“I? Oh, Mr. Dwight, don't say that!” Helen pleaded.
“Well, I'm only telling you the truth,” said Dwight, throwing his cigar away and putting, both thumbs under his suspenders. “You know that as well as I do. He sees how you are bothered about your old mammy, and he has simply taken up your cause. It's just what I'd 'a' done at his age. I reckon I'd 'a' fought till I dropped in my tracks for a girl I—but from all accounts you and Carson couldn't agree, or rather you couldn't. He seems to be agreeing now and staking his life and political chances on it. Well, I don't blame him. It never run in the Dwight blood to love more than once, an' then it was always for the pick of the flock. Well, you are the pick in this town, an' I wouldn't feel like he was my boy if he stepped down and out as easy as some do these days. I met him on his way to the farm and tried to shame him out of the trip. I joined the others in teasing him about that Augusta fellow, who can do his courting by long-distance methods in an easy seat at his writing-desk, while up-country chaps are doing the rough work for nothing, but it didn't feaze 'im. He tossed his stubborn head, got pretty red in the face, and said he was trying to help old Linda and Lewis out, and that he know well enough you didn't care a cent for him.”
Helen had grown hot and cold by turns, and she now found herself unable to make any adequate response to such personal allusions.
“Huh, I see I got you teased, too!” Dwight said, with a short, staccato laugh. “Oh, well, you mustn't mind me. I'll go in and see if my wife is asleep, and if she is I'll go to bed myself.”
Helen, deeply depressed, and beset with many conflicting emotions, turned back to the veranda, and, instead of going up to her room, she reclined in a hammock stretched between two of the huge, fluted columns. She had been there perhaps half an hour when her heart almost stopped pulsating as she caught, the dull beat of horses' hoofs up the street. Rising, she saw a horseman rein in at the gate at Dwight's. It was Carson; she knew that by the way he dismounted and threw the rein over the gate-post.

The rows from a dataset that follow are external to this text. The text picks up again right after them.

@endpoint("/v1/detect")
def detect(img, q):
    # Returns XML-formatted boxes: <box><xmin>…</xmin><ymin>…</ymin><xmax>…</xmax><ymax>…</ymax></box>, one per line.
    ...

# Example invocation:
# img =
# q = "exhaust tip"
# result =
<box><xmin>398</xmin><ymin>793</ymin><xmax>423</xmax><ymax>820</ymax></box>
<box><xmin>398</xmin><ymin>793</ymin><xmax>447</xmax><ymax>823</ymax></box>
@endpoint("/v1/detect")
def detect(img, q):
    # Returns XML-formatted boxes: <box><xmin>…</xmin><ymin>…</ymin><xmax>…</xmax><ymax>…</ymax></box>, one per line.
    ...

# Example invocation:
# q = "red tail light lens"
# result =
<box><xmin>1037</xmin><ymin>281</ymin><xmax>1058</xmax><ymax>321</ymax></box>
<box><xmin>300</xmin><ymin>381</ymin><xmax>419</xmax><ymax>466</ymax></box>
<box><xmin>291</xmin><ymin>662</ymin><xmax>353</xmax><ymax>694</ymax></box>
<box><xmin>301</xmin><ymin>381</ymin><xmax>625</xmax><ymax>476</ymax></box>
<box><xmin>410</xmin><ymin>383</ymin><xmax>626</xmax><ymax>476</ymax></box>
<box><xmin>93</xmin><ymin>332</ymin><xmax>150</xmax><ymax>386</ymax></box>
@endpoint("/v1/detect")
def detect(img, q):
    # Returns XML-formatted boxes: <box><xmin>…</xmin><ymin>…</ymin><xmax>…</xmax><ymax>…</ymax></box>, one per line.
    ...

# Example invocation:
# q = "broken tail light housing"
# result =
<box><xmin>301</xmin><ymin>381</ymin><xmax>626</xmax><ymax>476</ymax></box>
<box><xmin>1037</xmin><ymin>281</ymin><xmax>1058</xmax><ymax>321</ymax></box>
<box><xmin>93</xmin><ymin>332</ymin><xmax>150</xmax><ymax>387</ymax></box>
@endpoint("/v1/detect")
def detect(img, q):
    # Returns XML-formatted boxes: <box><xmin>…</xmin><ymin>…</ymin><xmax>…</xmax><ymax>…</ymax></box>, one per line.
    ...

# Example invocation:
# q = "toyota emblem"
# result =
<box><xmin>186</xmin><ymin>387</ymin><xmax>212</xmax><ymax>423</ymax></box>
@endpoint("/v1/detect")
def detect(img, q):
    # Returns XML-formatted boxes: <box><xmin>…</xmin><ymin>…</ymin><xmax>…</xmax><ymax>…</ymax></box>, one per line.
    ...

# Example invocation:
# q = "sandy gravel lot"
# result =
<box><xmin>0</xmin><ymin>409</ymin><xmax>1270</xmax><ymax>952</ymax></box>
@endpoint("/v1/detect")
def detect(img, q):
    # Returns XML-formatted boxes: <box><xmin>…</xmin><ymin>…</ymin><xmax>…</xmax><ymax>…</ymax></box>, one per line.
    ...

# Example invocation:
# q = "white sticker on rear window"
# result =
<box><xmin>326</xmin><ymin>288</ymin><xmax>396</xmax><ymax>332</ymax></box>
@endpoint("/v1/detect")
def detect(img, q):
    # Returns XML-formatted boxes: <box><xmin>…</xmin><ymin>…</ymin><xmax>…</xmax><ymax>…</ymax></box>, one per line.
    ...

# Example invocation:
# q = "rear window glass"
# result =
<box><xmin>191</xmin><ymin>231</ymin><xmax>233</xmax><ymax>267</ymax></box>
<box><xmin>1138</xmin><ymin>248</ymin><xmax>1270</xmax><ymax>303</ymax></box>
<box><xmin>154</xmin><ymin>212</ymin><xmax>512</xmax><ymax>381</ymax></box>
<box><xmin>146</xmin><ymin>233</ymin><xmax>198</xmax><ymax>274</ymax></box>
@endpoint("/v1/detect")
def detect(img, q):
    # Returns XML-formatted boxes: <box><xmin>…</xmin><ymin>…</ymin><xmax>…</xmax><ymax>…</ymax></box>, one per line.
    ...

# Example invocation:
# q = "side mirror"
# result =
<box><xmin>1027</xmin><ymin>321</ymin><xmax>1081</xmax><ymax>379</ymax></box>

“Carson!” she called out. “Oh, Carson, I want to see you!”
He heard, and came along the sidewalk to meet her at the gate where she now stood. What had come over him? There was an utter droop of despondent weariness upon him, and then as he drew near she saw that his face was pale and haggard. For a moment he stood, his hand on the gate she was holding open, and only stared.
“Oh, what has happened?” she cried. “I've been waiting for you. We haven't heard a word.”
In a tired, husky voice, for he had made many a speech through the day, he told her of Pete's escape. “He's still hiding somewhere in the mountains,” he said.
“Oh, then he may get away after all!” she cried.